Master's student is a trained "scout"

- More than 100 German scientists took part in the project. Are these Europeans spoiled by comfort?

- AB: Undergraduates from German universities took part in most of the projects. They are very different from our students. The German undergraduate student is a well-trained "scout". They give him money, set tasks. He comes to another country, begins to get acquainted with those who will help solve his scientific problem. Usually young scientists work in pairs - a Russian-speaking master's student and a specialist who does not speak the language. They integrate quickly without avoiding drunken parties with the local population. Then a professor from the university comes and sets them clear tasks in a specific area. And they "plow" seven days a week. The soil scientists with whom we worked as a team surprised me with their German scrupulousness. In the dry steppe, 4 soil profiles were dug per day, not deviating a single centimeter from the standard.

- Didn’t the field life bother you?

- EP: Everything was fine. We were embarrassed by the lack of toilet paper on trains and the prospect of looking for a “toilet” in the forest belt. But this did not stop us from drinking moonshine with the village outcasts all night.
- How did the village population welcome foreigners?

- AB: The field component of our joint research was seasonal. In the Kulunda steppe, we started work in May, and as a rule, it was on May 8-9, on the holiday of the Great Victory, and we never faced aggression. Everyone understood that two peoples were in great trouble at one time.
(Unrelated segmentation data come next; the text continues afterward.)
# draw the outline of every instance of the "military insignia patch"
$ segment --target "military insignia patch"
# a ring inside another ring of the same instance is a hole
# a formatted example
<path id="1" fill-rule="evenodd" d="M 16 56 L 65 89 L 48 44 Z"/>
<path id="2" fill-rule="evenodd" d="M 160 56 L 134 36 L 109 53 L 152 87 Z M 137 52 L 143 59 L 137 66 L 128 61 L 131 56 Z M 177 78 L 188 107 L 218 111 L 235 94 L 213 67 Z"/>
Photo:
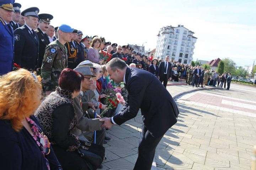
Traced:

Altai is multinational. It turned out that many good machine operators in Kulunda have German surnames. Almost all machine operators were called Oscars ...

- Young people quickly adapt to everything, and did accomplished German scientists demonstrate a difference in mentality?

- AB: They do not understand our specifics related to legislation. They are surprised by the lengthy coordination with various services and special services. One of the professors could not understand the administration formula "we do not recommend this research". I studied legislation for a long time, hired a non-university team and, as a result, did not solve the problem.

- Foreigners, data transmission - all this is the domain of special services. Did you help?

- EP: Unfortunately, we did not agree on the rules beforehand, I enetred the project after its approval and launch, therefore there were disputes, agreements and misunderstandings. But in the end, the result is positive, colleagues accepted everything as it is. We process the initial "raw data" ourselves and there is no point in transferring it anywhere, especially since after the analysis it already becomes our scientific results - the basis for joint scientific articles.

- AB: Thanks to control, our systematization has improved, the timing has made us more disciplined. We have even become punctual Germans ourselves.